At the same time, the March 8 camp, the Shiite-Christian opposition, also suffers
from discord, likewise due to differences of opinion regarding the particular
candidacies. For example, tension has been high in recent weeks between Aoun and
Amal leader Nabih Berri over the choice of the alliance’s candidates in Baabda and the
Jezzine district. Senior Hizbollah sources were even called upon to mediate between the
two leaders. In other places, the choice of a particular candidate exacerbated old
rivalries between local families, such as the feud between the Shiite al-Musawi and al-
Husseini families in southern Lebanon. Furthermore, Hizbollah is going to the elections
with a questionable image, following the public accusations exchanged with Egypt after
the exposure of a Hizbollah terrorist cell in Sinai. This affair aggravated the damage to
Hizbollah’s image in Lebanese popular opinion caused by the Second Lebanon war and
the organization's violent takeover of neighborhoods in West Beirut in May 2008. In
contrast to the national image that Hizbollah has attempted to generate, some of the
Lebanese public again regards the organization as a sectoral faction that does the
bidding of outside parties, principally Iran.

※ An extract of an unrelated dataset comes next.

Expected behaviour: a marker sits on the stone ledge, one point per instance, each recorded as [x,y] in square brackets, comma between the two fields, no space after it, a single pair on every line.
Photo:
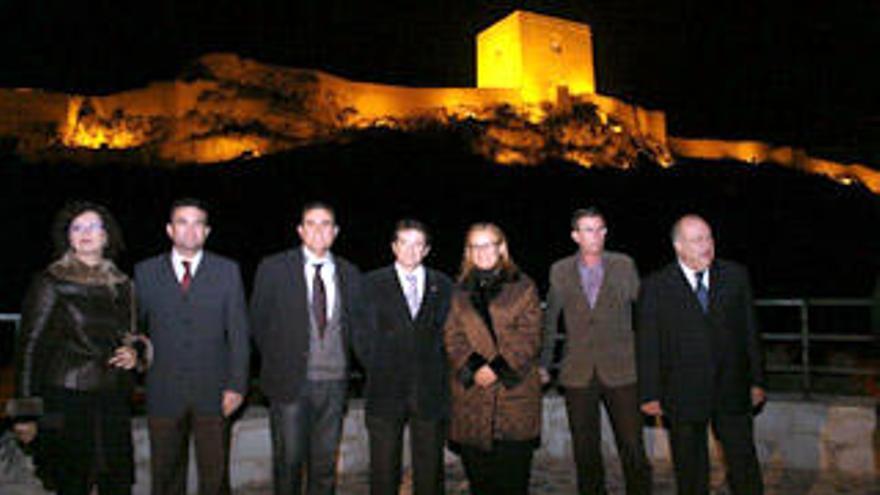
[791,435]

Beyond the political alliances and local conflicts over lists of candidates, the
current elections should be considered more broadly as part of the historic conflict on
two key intertwined levels. The first level concerns the distribution of power between
the various communities in Lebanon. In the Ta'if Agreement that ended the civil war, a
new and more equal distribution of political power between the Maronites and Sunnis
was established. At the same time, the agreement ignored the fact that natural
population growth has made the Shiite community the largest in the country. This
community now constitutes 40 percent of the Lebanese population, if not more. Despite
its relative size, the Shiites have remained underrepresented with respect to access to
power and influence. This problem is further aggravated by the fact that its demographic
advantage is accompanied by significant military power, through Hizbollah and its
strong external patrons, Iran and Syria. Over the years, the Lebanese political system
has been able to find compromise formulas for distributing power. When it failed to do
so in the mid-1970s, the country underwent a bloody civil war. From this perspective,
the coming elections are likely to constitute a crossroads whereby the various parties
will have to decide whether Lebanon will embark on the road to compromise and a
redistribution of power in the coming years, or choose a road that leads the various
communities to a military confrontation.
The second level is the historic struggle over Lebanon’s political orientation,
and in a wider context, its social and cultural identity. Lebanon arose in the 1920s with a
deep affinity to France and the West. Over the years, the Lebanese political system has
operated in the shadow of the tension between the pro-Western orientation advocated by
the Christians and the pro-nationalist, and at certain points Nasserist, orientation favored
by the Muslims. The formula established to bridge this gap holds that Lebanon is an
Arab country with an affinity to the West. Since the 1980s, and even more in recent
years, this formula has been undermined. The establishment of Hizbollah and its
assumption of a dominant role in Lebanon have led to the presentation of a counter
vision for Lebanon – that of a Shiite-dominated country under Islamic law. Together
with the destruction of Israel, this vision is one of Hizbollah’s two main goals. At the
same time, it appears that for the moment, Hizbollah and its supporters are in no rush to
use force to change Lebanon’s character. The demographic trends are in their favor, and
as long as their military power is maintained, the trends are auspicious. The vigorous
calls by Hizbollah spokesmen to cancel the current distribution in Lebanese politics
should be understood from this perspective. Thus if Hizbollah and its supporters win a
significant majority, the current elections are likely to constitute another milestone in
the realization of Hizbollah’s vision.